"Viele Unternehmen schauen zurück und versuchen dabei zu erahnen, was vor ihnen ist. Das geht schnell schief." (Risto Siilasmaa, 2017; Björn Czieslik, 2017).
Nokia hat eine turbulente und weit zurückreichende Geschichte. Für Nokia brachte die Globalisierung nicht nur Chancen mit sich, vielmehr Risiken und Schwierigkeiten. Das finnische Unternehmen zählte einst zu den führenden Unternehmen im Bereich der mobilen Telekommunikation. Nokia platzierte sich lange Zeit sogar vor den heutigen Marktführern Apple und Samsung. Die Ära der Smartphones kostete Nokia jedoch seine Position. Das Unternehmen hatte für eine lange Zeit den Anschluss verpasst. Doch in den vergangenen Jahren trat das Unternehmen zunehmend wieder in den Vordergrund und brachte einige Schlagzeilen mit sich. Zuletzt unter anderem durch eine Kooperation mit Microsoft. Dieser Kampf macht das Unternehmen sehr spannend.

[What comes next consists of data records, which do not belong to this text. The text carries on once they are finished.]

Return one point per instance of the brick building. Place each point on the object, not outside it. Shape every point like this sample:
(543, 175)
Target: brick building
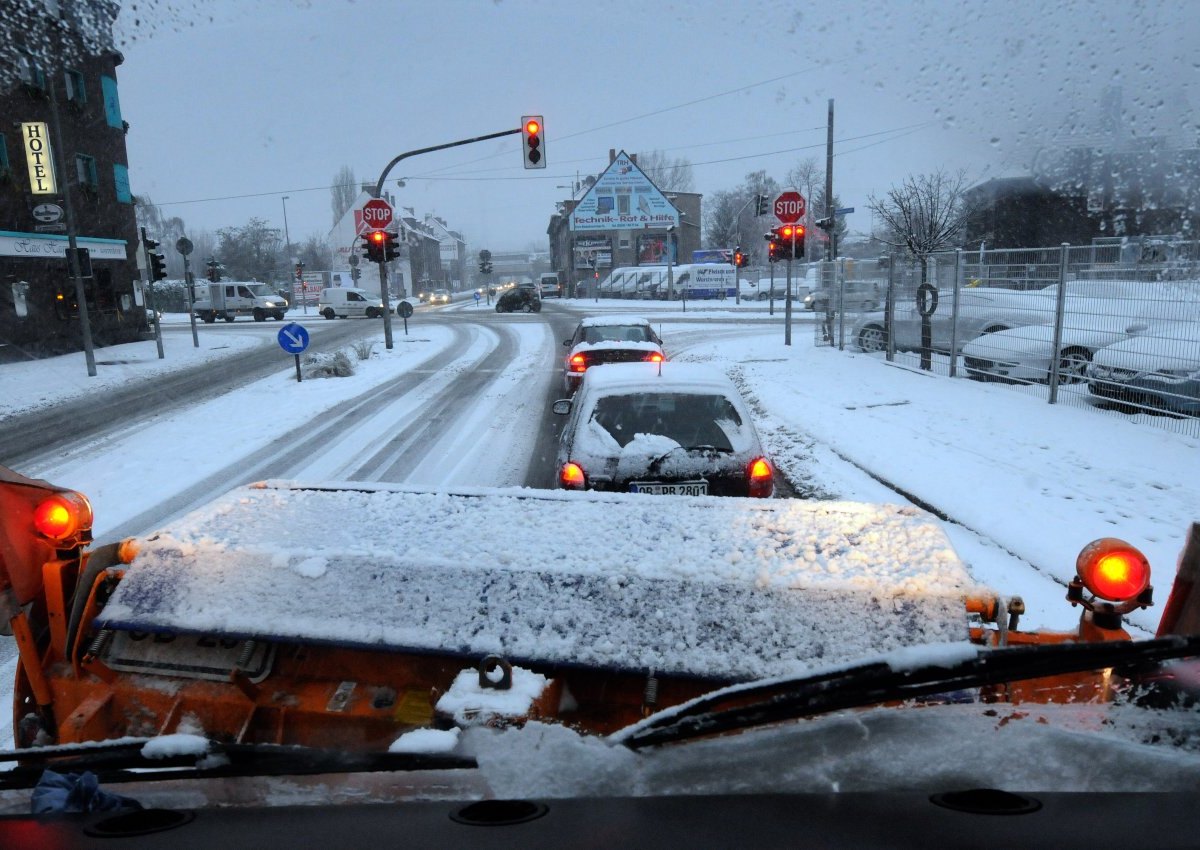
(39, 309)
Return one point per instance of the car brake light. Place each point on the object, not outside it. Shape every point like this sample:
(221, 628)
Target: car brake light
(761, 478)
(63, 516)
(571, 477)
(1113, 569)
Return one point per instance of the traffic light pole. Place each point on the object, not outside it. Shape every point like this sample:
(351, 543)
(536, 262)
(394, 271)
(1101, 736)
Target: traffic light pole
(149, 280)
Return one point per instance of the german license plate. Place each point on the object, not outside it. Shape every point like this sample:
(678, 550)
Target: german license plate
(189, 656)
(673, 489)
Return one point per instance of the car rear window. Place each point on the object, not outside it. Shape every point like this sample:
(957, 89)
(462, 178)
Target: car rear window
(689, 419)
(617, 333)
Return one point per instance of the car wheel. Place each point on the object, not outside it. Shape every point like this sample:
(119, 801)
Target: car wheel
(873, 339)
(1073, 365)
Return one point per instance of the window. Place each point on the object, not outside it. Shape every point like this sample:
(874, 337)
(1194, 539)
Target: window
(31, 73)
(76, 91)
(121, 183)
(85, 172)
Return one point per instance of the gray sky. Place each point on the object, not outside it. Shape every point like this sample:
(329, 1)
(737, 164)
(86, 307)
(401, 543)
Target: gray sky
(273, 97)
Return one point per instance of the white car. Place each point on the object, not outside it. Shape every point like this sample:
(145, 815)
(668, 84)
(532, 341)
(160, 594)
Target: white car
(1105, 316)
(346, 301)
(609, 339)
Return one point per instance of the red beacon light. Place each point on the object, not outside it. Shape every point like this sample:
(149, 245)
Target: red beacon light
(571, 477)
(1117, 576)
(63, 516)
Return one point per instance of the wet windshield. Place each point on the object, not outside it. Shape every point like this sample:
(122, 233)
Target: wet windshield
(971, 351)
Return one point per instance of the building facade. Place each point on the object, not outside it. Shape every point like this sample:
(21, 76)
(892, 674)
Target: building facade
(64, 133)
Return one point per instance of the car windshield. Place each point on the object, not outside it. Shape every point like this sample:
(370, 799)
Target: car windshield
(617, 333)
(688, 419)
(303, 304)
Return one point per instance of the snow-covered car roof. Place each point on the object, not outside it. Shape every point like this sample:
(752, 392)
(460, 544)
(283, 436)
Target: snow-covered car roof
(616, 318)
(723, 588)
(1168, 346)
(654, 377)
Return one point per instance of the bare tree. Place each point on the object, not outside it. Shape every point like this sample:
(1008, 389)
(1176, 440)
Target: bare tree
(342, 192)
(670, 174)
(924, 214)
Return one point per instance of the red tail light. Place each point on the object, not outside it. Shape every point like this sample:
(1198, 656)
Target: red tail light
(761, 477)
(1113, 569)
(63, 516)
(571, 477)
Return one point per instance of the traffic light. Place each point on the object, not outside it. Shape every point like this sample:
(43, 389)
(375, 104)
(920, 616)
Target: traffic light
(533, 148)
(773, 252)
(157, 262)
(390, 246)
(373, 245)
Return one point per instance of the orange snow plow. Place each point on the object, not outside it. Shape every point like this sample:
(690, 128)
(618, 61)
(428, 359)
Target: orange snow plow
(384, 611)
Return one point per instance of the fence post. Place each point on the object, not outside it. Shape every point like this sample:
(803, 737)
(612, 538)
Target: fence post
(1060, 307)
(889, 307)
(954, 312)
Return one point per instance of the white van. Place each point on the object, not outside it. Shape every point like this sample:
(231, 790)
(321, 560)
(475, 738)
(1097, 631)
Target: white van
(345, 301)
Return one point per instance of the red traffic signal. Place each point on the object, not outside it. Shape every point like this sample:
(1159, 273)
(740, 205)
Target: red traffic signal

Im Folgenden werden die Entstehungsgeschichte und die Schwierigkeiten im Verlauf der Zeit von Nokia näher dargestellt. Anschließend wird die Internationalisierung des Unternehmens näher betrachtet. Welchen Strategietyp hat Nokia sich bei dem Markteintritt in China bedient und welche firmenspezifischen Vorteile konnte das Unternehmen aus seinem Heimatland übertragen?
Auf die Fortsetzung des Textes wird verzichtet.